Wenn die Gegebenheiten also derart positiv sind, kann es doch für den mittelständischen Maschinenbauer und seinen Kunden nur heißen: Machen! Richtig?
Hönow:
Absolut! Ein proof-of-concept lässt sich heute mit Bordmitteln stemmen. Derart bauen sich Berührungsängste ab. Und nur durch Ausprobieren lassen sich tradierte Denkweisen reflektieren. Ganz klar jedoch: Ein Unternehmen muss sich ein Stück weit öffnen, wenn es Mehrwerte mitnehmen will. Diese Öffnung betrifft aber immer nur Teilprozesse. Reverse-Engineering lassen diese Technologien grundsätzlich nicht zu, das muss niemand befürchten.
Ebeling:
Machen heißt aber natürlich auch: richtig machen! Denn nichtsdestotrotz müssen selbst Teil-Öffnungen in ein valides IT-Security-Konzept eingebunden werden, alles andere wäre fahrlässig. Denn Fehler können immer und überall passieren. Wenn sich aber ein Mittelständler auf so etwas wie Smart-Contracting einlassen möchte, er also seinen Maschinenpark mit anderen teilt, dann sind doch bestimmte Vorsichtsmaßnahmen kein Weltwunder. Wenn ich mein Auto nicht nur selbst nutze, dann steigt automatisch die Versicherungssumme, darüber regt sich doch auch niemand auf. Im Umkehrschluss steigere ich meine Kosteneffizienz enorm.

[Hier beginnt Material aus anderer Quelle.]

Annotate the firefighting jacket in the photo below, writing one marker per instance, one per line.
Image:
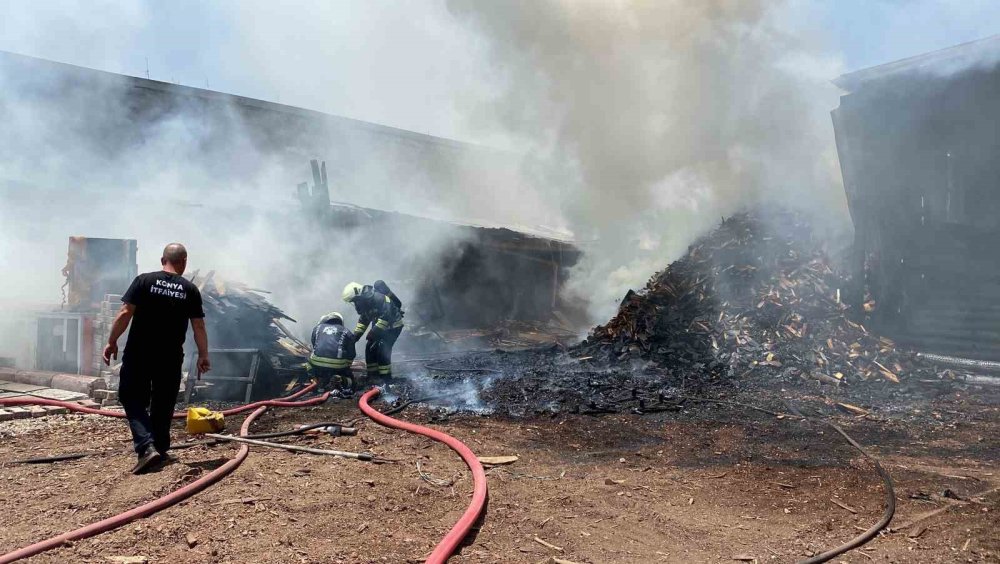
(376, 309)
(333, 346)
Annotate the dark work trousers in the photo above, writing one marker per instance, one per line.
(378, 353)
(148, 392)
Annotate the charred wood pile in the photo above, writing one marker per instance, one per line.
(240, 317)
(753, 296)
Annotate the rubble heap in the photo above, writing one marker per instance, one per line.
(238, 316)
(751, 296)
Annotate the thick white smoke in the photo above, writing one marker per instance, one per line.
(661, 116)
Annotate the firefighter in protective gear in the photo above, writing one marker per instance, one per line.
(333, 352)
(378, 307)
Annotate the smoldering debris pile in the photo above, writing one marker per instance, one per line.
(240, 317)
(752, 297)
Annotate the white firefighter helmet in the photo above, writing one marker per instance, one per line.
(332, 316)
(351, 291)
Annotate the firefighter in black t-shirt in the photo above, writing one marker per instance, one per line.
(158, 305)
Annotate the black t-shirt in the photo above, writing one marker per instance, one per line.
(163, 304)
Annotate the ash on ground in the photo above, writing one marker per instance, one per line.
(749, 307)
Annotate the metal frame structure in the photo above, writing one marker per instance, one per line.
(249, 379)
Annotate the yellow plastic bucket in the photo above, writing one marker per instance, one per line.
(201, 420)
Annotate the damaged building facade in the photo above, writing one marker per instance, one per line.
(918, 147)
(456, 276)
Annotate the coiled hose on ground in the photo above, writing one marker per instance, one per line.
(143, 510)
(450, 542)
(168, 500)
(287, 401)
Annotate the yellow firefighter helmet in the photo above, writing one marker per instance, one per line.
(351, 291)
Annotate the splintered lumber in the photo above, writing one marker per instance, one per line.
(757, 296)
(238, 316)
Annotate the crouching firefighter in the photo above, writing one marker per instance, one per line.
(378, 307)
(333, 352)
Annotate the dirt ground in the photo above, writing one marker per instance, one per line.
(710, 483)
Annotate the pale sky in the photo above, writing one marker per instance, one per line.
(408, 64)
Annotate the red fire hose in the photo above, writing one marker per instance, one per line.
(280, 402)
(167, 500)
(454, 537)
(143, 510)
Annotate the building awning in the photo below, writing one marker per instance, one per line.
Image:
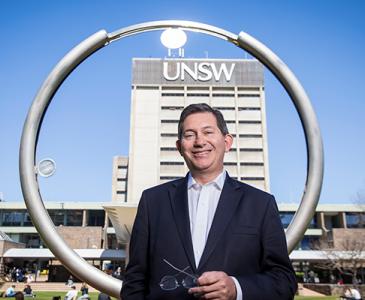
(88, 254)
(319, 255)
(122, 216)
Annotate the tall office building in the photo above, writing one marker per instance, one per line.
(161, 88)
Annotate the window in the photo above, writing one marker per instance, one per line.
(251, 164)
(96, 218)
(223, 88)
(248, 88)
(248, 95)
(249, 122)
(74, 218)
(223, 95)
(172, 107)
(169, 121)
(252, 178)
(250, 135)
(169, 177)
(146, 87)
(251, 149)
(286, 218)
(224, 108)
(168, 149)
(171, 163)
(198, 88)
(355, 220)
(12, 218)
(58, 216)
(249, 108)
(198, 95)
(172, 88)
(173, 94)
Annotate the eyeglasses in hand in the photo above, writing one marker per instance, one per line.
(170, 282)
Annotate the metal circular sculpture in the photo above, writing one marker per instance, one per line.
(72, 261)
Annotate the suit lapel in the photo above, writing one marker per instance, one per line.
(228, 202)
(179, 203)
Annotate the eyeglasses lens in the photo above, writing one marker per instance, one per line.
(168, 283)
(190, 282)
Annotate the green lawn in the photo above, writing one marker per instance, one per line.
(316, 298)
(50, 295)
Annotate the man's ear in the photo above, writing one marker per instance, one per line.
(178, 146)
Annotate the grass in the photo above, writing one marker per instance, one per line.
(41, 295)
(316, 298)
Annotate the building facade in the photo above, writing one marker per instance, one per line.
(161, 88)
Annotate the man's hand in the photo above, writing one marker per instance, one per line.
(215, 285)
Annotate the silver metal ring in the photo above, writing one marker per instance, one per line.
(41, 220)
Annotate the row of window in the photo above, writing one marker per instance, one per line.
(172, 108)
(232, 149)
(233, 134)
(227, 121)
(195, 88)
(222, 95)
(59, 217)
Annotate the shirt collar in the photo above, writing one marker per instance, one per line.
(218, 181)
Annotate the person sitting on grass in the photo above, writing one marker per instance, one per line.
(351, 294)
(10, 291)
(71, 294)
(28, 292)
(84, 292)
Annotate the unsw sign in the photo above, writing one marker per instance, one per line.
(198, 71)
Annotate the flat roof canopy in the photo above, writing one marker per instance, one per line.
(98, 254)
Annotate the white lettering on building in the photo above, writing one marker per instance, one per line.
(199, 72)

Ich laste meine Maschinen besser aus und senke Prozessprobleme.
Hönow:
Ist doch ganz klar: In jedem gut ausgelastetem Lager ist schon mal der Zinken eines Gabelstaplers gebrochen, das passiert halt. In hektischen Situationen kann der Fahrer noch so erfahren sein, das lässt sich nicht verhindern. Wenn man aber die Belastungsgrenzen genauer austariert und entsprechende Warnhinweise automatisch ausspielt, senkt sich dieses Risiko. Nur dafür muss man zulassen, dass hier regelmäßig entsprechende Messungen vorgenommen werden. Das ist aber doch ein lächerlich geringer Preis dafür, was ein Unternehmen im Umkehrschluss an Betriebssicherheit und Kosteneffizienz zurückbekommt. Hier kann es nur Gewinner geben.